Ey Akşam'cılar, yukarıdaki iki mahkeme kararı da açıkça gösteriyor ki, 350 bin dolar hikâyesi yalandır, iftiradır.
Ortada hiçbir belge yokken, "banka dekontu ortadadır" diyerek tamamen haksız olarak iftira ettiniz, saldırdınız. Medya etiğini ayaklar altına aldınız. Dünya yargısında hakkımı arayacağım, aleyhinize dava(lar) açacağım. Biliyorum siz bundan korkmazsınız. Ama işin bir de Mahkeme-i Kübra tarafı var. İnançlarınızı bilmiyorum ama işte ondan korkmanızı, hem de çok korkmanızı tavsiye ederim.
Yayınlamadan önce aleyhimdeki iddiaları araştırmanız gerekmez miydi? Siz bunu yapmadınız. At iftirayı, dök çamuru, mutlaka bir izi kalır...
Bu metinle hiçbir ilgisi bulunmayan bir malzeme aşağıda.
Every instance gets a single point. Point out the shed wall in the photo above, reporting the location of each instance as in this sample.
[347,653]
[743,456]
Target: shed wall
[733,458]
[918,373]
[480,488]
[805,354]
İşin bir de beddua tarafı var... Yooo öyle tebessüm etmeyin hemen... 1970'lerde, aleyhimdeki iftirayı para ile destekleyen çok ama çok zengin bir gazete patronu vardı. Türkiye'nin belki de en zengin adamıydı. Bedduama uğradı ve sonunda iflas edip yıkıldı, bütün müesseseleri çöktüydü.
Doğan Yayıncılık için de beddua ettim. Bakalım sonları ne olacak?
Acaba yaptığınız iftira için benden özür dileyebilecek misiniz?